Having the cost per square foot for the rolls you plan to use makes it easy to estimate the budget.

## DIY vs. Hiring a Pro

Installing turf yourself can save on labor costs, but has some downsides:

### Benefits of DIY

– Less expensive – Save on labor costs

– More control – Install exactly how you want

– Satisfaction – Of completing your own project

### Benefits of Hiring a Pro

– Experienced – They’ve done this many times before

– Better results – Higher quality finished product

– Warranty – Professional work is often warranted

– Time savings – Turf installed much faster than DIY

### Tips for DIY

If tackling it as a DIY project, here are some tips:

– Rent tools – Roller, saw, seam iron to get professional results

– Watch tutorials – Understand the full process before starting

– Recruit help – Have extra hands for a large lawn area

– Allow time – Plan for it to take longer than a professional install

## Things to Consider

Here are a few other things to consider when calculating turf needed:

### Future Expansion

Ordering a couple extra rolls allows for expanding or repairing the turf later.

### Excess for Edging

Having leftover scraps can be useful to edge or border other parts of the landscape.

### Extra In-fill

Make sure to order enough infill material like sand or rubber for the area size.

### Slope and Drainage

Sloped areas or poor drainage may require extra base work, affecting roll layout.
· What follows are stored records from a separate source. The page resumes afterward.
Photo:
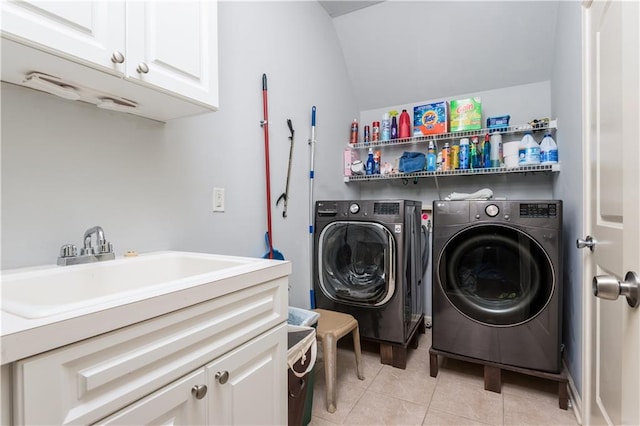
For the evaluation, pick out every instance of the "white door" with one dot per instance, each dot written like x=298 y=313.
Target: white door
x=182 y=402
x=612 y=210
x=173 y=45
x=248 y=386
x=89 y=31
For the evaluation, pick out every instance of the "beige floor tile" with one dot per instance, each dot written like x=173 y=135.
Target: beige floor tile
x=534 y=410
x=471 y=402
x=410 y=385
x=377 y=409
x=525 y=385
x=347 y=394
x=435 y=417
x=319 y=421
x=461 y=372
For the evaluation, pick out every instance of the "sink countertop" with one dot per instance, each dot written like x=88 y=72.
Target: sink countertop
x=23 y=337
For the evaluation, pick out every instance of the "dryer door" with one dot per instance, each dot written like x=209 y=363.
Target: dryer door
x=356 y=263
x=496 y=275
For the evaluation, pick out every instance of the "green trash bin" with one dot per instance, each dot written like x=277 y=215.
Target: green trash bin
x=302 y=317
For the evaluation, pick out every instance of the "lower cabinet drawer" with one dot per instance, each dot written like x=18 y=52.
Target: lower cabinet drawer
x=89 y=380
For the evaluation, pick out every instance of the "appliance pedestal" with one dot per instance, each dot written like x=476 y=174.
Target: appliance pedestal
x=492 y=374
x=395 y=354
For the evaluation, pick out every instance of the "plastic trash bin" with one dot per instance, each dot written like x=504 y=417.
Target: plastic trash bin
x=303 y=317
x=301 y=358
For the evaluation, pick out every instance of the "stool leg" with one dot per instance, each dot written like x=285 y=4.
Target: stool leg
x=330 y=363
x=358 y=351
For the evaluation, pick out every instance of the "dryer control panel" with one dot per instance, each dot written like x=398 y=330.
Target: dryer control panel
x=538 y=210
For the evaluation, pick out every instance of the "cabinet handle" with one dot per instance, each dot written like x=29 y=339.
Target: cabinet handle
x=117 y=57
x=142 y=68
x=222 y=377
x=199 y=391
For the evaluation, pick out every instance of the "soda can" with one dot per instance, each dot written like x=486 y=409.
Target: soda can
x=375 y=131
x=455 y=157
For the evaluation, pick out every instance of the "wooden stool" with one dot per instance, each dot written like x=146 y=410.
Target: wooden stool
x=331 y=327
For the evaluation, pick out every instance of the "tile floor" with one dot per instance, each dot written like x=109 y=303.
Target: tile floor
x=391 y=396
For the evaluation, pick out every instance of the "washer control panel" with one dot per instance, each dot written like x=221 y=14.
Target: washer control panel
x=492 y=210
x=538 y=210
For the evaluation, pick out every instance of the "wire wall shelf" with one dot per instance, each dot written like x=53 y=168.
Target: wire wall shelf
x=553 y=124
x=457 y=172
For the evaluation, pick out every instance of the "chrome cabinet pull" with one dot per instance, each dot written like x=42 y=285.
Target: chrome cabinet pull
x=587 y=242
x=199 y=391
x=142 y=68
x=608 y=287
x=117 y=57
x=222 y=377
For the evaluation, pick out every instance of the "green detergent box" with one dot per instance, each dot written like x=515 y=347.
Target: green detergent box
x=466 y=114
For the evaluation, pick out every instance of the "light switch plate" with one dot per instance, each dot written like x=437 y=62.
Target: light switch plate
x=218 y=199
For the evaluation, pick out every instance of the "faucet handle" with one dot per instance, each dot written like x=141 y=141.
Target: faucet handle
x=105 y=247
x=68 y=250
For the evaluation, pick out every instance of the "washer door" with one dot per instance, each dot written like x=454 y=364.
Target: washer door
x=356 y=263
x=496 y=275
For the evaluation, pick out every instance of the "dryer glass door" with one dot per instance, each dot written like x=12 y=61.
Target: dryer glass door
x=356 y=263
x=496 y=275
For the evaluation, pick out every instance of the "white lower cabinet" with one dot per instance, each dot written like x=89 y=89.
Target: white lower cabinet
x=175 y=404
x=156 y=371
x=238 y=388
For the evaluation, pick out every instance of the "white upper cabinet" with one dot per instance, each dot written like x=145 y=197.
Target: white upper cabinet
x=154 y=59
x=86 y=31
x=173 y=45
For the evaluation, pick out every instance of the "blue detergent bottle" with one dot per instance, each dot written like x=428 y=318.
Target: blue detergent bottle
x=370 y=163
x=431 y=157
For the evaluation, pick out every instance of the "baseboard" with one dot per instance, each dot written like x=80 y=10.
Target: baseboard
x=574 y=397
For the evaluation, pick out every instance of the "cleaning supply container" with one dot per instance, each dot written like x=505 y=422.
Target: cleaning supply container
x=301 y=358
x=548 y=150
x=529 y=152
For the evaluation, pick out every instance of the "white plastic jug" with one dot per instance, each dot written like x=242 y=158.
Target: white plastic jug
x=529 y=152
x=548 y=150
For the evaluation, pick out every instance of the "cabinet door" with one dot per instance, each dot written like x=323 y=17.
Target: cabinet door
x=173 y=45
x=249 y=384
x=175 y=404
x=86 y=31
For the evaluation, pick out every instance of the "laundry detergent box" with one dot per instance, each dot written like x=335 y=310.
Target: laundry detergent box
x=431 y=119
x=466 y=114
x=350 y=155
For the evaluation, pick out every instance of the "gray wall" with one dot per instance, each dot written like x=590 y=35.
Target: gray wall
x=67 y=166
x=566 y=104
x=497 y=102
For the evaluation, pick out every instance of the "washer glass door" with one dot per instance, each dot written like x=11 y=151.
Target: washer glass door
x=356 y=263
x=496 y=275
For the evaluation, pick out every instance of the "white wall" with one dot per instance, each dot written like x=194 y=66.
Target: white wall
x=523 y=103
x=566 y=102
x=67 y=166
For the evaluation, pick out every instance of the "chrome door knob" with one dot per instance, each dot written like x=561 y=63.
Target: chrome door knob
x=142 y=68
x=587 y=242
x=199 y=391
x=222 y=377
x=117 y=57
x=608 y=287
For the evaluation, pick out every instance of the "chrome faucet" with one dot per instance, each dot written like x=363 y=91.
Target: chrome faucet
x=88 y=253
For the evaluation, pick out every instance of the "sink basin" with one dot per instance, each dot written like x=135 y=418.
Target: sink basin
x=43 y=292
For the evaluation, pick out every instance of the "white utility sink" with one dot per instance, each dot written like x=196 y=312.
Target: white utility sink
x=51 y=290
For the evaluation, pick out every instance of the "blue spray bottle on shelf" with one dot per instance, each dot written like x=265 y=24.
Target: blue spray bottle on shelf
x=394 y=125
x=486 y=152
x=431 y=157
x=370 y=163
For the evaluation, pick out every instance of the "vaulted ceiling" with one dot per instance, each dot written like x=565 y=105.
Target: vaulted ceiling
x=400 y=52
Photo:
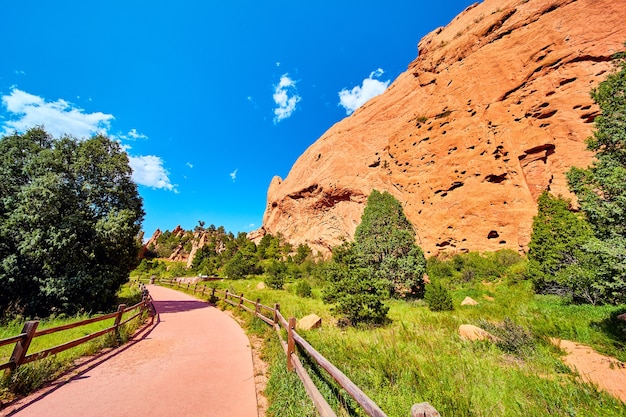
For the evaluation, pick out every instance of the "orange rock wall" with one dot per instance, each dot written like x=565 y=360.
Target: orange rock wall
x=495 y=109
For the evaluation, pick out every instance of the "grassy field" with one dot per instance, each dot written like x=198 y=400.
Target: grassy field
x=419 y=356
x=31 y=376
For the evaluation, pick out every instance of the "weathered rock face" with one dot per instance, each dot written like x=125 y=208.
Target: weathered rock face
x=495 y=109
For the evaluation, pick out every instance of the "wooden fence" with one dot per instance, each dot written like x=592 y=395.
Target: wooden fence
x=277 y=321
x=29 y=332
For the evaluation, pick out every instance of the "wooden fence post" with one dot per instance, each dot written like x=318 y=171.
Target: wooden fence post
x=21 y=347
x=276 y=310
x=290 y=343
x=424 y=410
x=118 y=319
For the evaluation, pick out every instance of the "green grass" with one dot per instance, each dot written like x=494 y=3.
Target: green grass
x=31 y=376
x=420 y=357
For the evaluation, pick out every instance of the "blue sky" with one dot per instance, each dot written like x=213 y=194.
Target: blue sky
x=210 y=99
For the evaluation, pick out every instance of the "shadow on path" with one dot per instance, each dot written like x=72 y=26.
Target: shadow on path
x=170 y=306
x=77 y=371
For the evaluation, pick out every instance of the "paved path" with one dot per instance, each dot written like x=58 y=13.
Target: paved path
x=196 y=361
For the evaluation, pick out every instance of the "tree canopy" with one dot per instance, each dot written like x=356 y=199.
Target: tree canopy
x=69 y=219
x=383 y=261
x=589 y=259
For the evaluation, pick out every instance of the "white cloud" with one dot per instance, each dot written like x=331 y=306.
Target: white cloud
x=148 y=170
x=58 y=117
x=136 y=135
x=359 y=95
x=286 y=97
x=63 y=118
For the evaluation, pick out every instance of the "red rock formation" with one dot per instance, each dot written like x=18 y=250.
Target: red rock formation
x=153 y=240
x=494 y=110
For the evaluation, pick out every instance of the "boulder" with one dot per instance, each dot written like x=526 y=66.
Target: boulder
x=469 y=301
x=474 y=333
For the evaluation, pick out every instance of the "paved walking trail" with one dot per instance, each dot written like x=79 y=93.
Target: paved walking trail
x=196 y=361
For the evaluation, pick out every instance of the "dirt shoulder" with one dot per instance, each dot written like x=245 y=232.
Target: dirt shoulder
x=608 y=373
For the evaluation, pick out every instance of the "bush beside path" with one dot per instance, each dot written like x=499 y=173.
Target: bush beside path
x=196 y=361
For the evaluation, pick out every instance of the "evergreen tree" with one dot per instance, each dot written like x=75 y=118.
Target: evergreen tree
x=601 y=191
x=555 y=249
x=385 y=240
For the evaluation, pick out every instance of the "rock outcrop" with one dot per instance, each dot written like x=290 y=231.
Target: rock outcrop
x=494 y=110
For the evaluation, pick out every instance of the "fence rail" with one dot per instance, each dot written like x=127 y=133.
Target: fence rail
x=29 y=332
x=293 y=361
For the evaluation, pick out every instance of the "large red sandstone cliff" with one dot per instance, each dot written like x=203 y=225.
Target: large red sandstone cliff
x=495 y=109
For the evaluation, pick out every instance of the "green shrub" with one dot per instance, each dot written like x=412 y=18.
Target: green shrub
x=512 y=338
x=302 y=288
x=275 y=277
x=438 y=297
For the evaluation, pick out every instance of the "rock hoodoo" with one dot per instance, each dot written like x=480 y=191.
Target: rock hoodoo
x=494 y=110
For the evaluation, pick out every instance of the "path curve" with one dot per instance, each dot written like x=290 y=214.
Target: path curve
x=196 y=361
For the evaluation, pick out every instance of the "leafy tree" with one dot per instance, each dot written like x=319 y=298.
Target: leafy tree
x=357 y=293
x=438 y=297
x=69 y=218
x=385 y=240
x=302 y=253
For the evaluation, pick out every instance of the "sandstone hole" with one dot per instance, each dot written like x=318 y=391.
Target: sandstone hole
x=496 y=179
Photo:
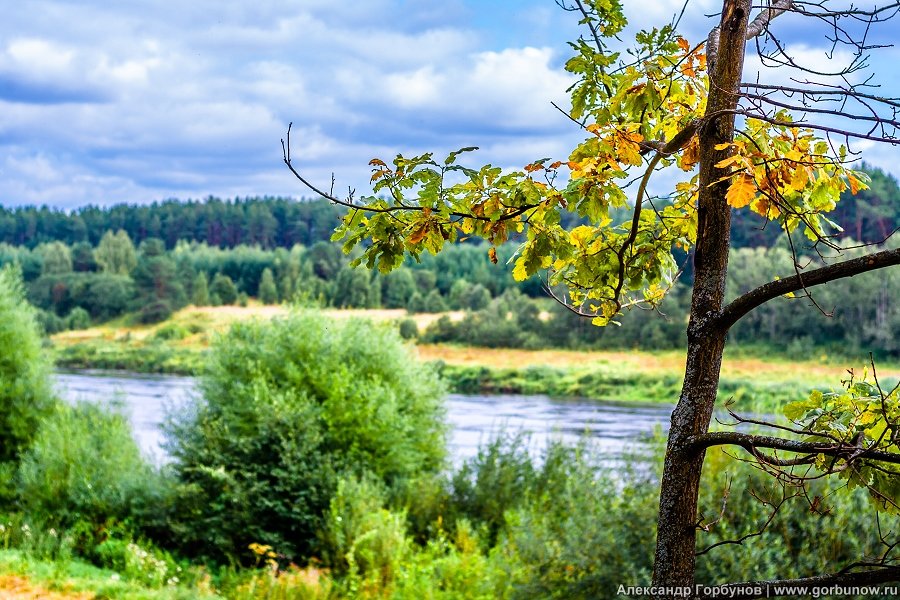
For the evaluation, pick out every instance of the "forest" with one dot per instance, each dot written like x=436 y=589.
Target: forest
x=320 y=344
x=106 y=271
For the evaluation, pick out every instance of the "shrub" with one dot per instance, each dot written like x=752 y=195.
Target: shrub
x=288 y=407
x=172 y=332
x=26 y=395
x=155 y=311
x=85 y=465
x=408 y=329
x=222 y=290
x=50 y=322
x=78 y=319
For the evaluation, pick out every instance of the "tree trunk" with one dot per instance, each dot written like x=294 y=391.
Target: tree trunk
x=676 y=533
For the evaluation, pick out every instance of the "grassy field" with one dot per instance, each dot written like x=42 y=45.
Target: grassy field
x=753 y=383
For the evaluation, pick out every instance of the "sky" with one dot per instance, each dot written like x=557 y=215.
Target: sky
x=109 y=102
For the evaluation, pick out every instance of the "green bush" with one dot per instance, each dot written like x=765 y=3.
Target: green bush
x=78 y=318
x=222 y=290
x=26 y=396
x=171 y=332
x=289 y=406
x=84 y=465
x=155 y=312
x=408 y=329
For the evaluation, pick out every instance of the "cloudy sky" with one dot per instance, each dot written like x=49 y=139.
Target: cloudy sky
x=106 y=102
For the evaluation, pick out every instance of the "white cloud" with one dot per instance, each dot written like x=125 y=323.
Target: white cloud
x=105 y=102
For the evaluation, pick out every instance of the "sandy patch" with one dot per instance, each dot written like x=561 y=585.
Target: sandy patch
x=13 y=587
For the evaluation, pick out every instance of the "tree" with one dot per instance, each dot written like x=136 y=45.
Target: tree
x=57 y=258
x=268 y=292
x=744 y=146
x=26 y=396
x=288 y=407
x=200 y=296
x=223 y=288
x=115 y=253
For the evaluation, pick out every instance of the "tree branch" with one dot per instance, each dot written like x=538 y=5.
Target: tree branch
x=762 y=20
x=749 y=590
x=750 y=443
x=848 y=268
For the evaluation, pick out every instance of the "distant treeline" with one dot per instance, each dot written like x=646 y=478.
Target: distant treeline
x=75 y=286
x=265 y=222
x=870 y=217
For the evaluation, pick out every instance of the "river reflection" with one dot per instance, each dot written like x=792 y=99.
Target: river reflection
x=612 y=428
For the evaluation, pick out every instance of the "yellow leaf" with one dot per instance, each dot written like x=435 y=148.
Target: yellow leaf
x=691 y=154
x=741 y=191
x=800 y=178
x=727 y=162
x=519 y=271
x=419 y=233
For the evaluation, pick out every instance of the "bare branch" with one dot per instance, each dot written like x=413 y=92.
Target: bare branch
x=848 y=268
x=750 y=443
x=749 y=590
x=761 y=23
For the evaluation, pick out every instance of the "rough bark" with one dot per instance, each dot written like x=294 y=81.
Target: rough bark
x=676 y=534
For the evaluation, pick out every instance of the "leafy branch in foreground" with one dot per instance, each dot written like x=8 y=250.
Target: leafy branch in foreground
x=667 y=104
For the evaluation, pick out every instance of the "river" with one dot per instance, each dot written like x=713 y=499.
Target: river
x=612 y=428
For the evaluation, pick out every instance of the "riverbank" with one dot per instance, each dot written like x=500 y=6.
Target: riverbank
x=757 y=384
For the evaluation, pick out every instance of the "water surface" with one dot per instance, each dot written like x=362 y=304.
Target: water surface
x=613 y=428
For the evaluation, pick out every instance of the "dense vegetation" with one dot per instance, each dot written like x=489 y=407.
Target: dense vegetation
x=80 y=285
x=326 y=478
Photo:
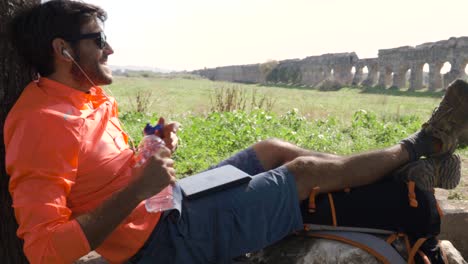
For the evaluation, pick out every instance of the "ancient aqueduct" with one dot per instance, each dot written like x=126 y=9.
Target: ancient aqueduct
x=399 y=67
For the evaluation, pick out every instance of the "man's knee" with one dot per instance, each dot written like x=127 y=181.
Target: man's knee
x=274 y=152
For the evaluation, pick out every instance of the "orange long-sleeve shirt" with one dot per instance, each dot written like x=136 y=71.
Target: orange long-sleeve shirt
x=66 y=153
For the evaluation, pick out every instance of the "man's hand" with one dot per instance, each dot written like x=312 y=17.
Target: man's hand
x=156 y=174
x=169 y=134
x=149 y=179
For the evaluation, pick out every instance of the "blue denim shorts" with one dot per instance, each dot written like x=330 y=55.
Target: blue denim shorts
x=226 y=224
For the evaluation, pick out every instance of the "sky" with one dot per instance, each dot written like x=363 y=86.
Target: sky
x=193 y=34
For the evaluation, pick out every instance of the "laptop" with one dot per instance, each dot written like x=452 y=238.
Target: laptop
x=211 y=181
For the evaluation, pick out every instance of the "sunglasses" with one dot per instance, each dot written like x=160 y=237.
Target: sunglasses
x=99 y=38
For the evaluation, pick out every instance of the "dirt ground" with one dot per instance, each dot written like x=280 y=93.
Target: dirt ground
x=460 y=193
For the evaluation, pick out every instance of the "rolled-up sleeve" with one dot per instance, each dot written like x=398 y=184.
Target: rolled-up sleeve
x=42 y=160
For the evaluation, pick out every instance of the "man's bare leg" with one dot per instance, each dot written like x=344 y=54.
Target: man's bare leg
x=327 y=171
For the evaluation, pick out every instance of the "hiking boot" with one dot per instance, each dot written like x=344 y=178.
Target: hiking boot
x=450 y=119
x=435 y=172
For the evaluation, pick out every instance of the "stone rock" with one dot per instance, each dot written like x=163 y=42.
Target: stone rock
x=453 y=255
x=455 y=224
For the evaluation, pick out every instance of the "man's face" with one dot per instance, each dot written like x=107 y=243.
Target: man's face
x=91 y=58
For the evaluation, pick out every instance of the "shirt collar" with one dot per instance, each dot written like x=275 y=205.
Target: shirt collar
x=78 y=98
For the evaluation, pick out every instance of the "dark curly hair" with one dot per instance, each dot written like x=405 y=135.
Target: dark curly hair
x=34 y=29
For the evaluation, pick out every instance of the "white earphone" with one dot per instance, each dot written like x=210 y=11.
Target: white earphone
x=66 y=53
Taking all these factors into account will help you get the right amount of materials for your project and avoid any surprises!

## Conclusion

Figuring yardage for a turf project involves more than just the roll dimensions. The usable coverage is reduced by seam overlap, pattern alignment and edging. Measure the area, calculate usable sq ft per roll, then order at least 10% extra to be safe. Working with a professional installer can help determine materials and make sure it’s done right the first time. Use the tips above to estimate how far a roll of turf will go for your lawn or landscaping project.